Solve ∫x·eˣ dx using integration by parts LIATE rule.

Integration by Parts — ∫x·eˣ dx

Question

Evaluate the integral:

\int x \cdot e^x \, dx

This is a standard JEE Main question that tests whether you know when to apply integration by parts — and more importantly, how to pick the right function to differentiate.

Solution — Step by Step

When two functions are multiplied, integration by parts is the go-to method. The LIATE rule tells us which function to treat as $u$ (the one we differentiate):

Logarithmic → Inverse trig → Algebraic → Trigonometric → Exponential

Here we have $x$ (Algebraic) and $e^x$ (Exponential). Algebraic comes before Exponential in LIATE, so:

u = x, \quad dv = e^x \, dx

Differentiate $u$ and integrate $dv$ :

du = dx, \quad v = \int e^x \, dx = e^x

The reason we choose $x$ as $u$ is that differentiating it reduces the complexity — $x$ becomes $1$ , which kills the polynomial. If we did it the other way, we’d be integrating $x \cdot e^x$ again, which loops forever.

The formula is:

\int u \, dv = uv - \int v \, du

Substituting:

\int x \cdot e^x \, dx = x \cdot e^x - \int e^x \cdot dx

The remaining integral $\int e^x \, dx$ is straightforward:

= x \cdot e^x - e^x + C

Factor out $e^x$ for a cleaner final form.

Final Answer:

\boxed{\int x \cdot e^x \, dx = e^x(x - 1) + C}

Why This Works

Integration by parts is essentially the product rule for differentiation run in reverse. The product rule says $\frac{d}{dx}[uv] = u'v + uv'$ . Integrating both sides gives us $uv = \int u'v \, dx + \int uv' \, dx$ , which rearranges to the IBP formula.

The LIATE trick works because we want the $\int v \, du$ term to be simpler than what we started with. Differentiating a polynomial reduces its degree — differentiating $x$ gives $1$ , which collapses the remaining integral to just $\int e^x \, dx$ . This is why Algebraic beats Exponential in the priority order.

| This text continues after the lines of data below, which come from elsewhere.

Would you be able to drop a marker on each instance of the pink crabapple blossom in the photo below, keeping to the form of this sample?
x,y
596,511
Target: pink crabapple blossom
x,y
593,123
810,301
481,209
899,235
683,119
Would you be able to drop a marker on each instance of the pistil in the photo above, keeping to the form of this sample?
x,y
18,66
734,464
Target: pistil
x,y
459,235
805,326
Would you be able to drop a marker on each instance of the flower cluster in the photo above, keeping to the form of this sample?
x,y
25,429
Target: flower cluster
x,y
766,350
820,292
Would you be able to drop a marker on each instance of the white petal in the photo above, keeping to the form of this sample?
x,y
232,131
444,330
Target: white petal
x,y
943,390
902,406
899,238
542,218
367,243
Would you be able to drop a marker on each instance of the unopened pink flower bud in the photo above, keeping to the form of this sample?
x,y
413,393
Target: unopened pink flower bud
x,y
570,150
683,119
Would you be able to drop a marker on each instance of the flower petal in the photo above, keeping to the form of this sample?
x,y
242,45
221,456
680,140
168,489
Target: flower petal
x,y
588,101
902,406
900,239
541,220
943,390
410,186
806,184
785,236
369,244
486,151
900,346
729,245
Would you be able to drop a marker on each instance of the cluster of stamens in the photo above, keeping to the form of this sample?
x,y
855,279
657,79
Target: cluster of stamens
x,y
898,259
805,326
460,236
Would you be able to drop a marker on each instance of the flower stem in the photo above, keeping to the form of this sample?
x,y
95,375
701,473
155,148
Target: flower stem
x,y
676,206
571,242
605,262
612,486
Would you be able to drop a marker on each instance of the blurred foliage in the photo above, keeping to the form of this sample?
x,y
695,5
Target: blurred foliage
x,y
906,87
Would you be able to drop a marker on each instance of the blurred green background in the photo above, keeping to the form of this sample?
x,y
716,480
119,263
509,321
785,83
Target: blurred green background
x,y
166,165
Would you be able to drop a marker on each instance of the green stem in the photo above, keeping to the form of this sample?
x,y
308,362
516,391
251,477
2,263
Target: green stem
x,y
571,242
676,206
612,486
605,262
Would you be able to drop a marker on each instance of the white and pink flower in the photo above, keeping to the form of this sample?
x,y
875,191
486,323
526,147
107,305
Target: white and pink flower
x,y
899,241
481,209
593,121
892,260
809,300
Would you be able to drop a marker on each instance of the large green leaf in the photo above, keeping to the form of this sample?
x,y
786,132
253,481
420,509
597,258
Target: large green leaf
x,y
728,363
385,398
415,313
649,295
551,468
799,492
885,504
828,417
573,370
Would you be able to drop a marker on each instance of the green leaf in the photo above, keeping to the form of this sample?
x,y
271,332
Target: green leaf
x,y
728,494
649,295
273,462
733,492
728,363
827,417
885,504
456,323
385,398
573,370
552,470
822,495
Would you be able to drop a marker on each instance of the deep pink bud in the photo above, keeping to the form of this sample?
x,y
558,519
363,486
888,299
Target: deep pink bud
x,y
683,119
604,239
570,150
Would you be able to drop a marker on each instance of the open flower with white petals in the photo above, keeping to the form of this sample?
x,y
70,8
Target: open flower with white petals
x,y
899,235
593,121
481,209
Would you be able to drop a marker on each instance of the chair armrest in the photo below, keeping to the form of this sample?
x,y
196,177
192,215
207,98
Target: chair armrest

This pattern — polynomial × exponential — appears repeatedly in JEE Main and CBSE Class 12 boards. Once you’ve solved $\int x e^x dx$ , you can handle $\int x^2 e^x dx$ by applying IBP twice.

Alternative Method — Inspection / Reverse Product Rule

If you’ve done enough practice, you can spot the answer directly. Notice that:

\frac{d}{dx}\left[e^x(x-1)\right] = e^x(x-1) + e^x \cdot 1 = e^x \cdot x

So the integrand $x e^x$ is already the derivative of $e^x(x-1)$ . This “guess and verify” method saves time in multiple-choice questions where you just need the answer, not the working.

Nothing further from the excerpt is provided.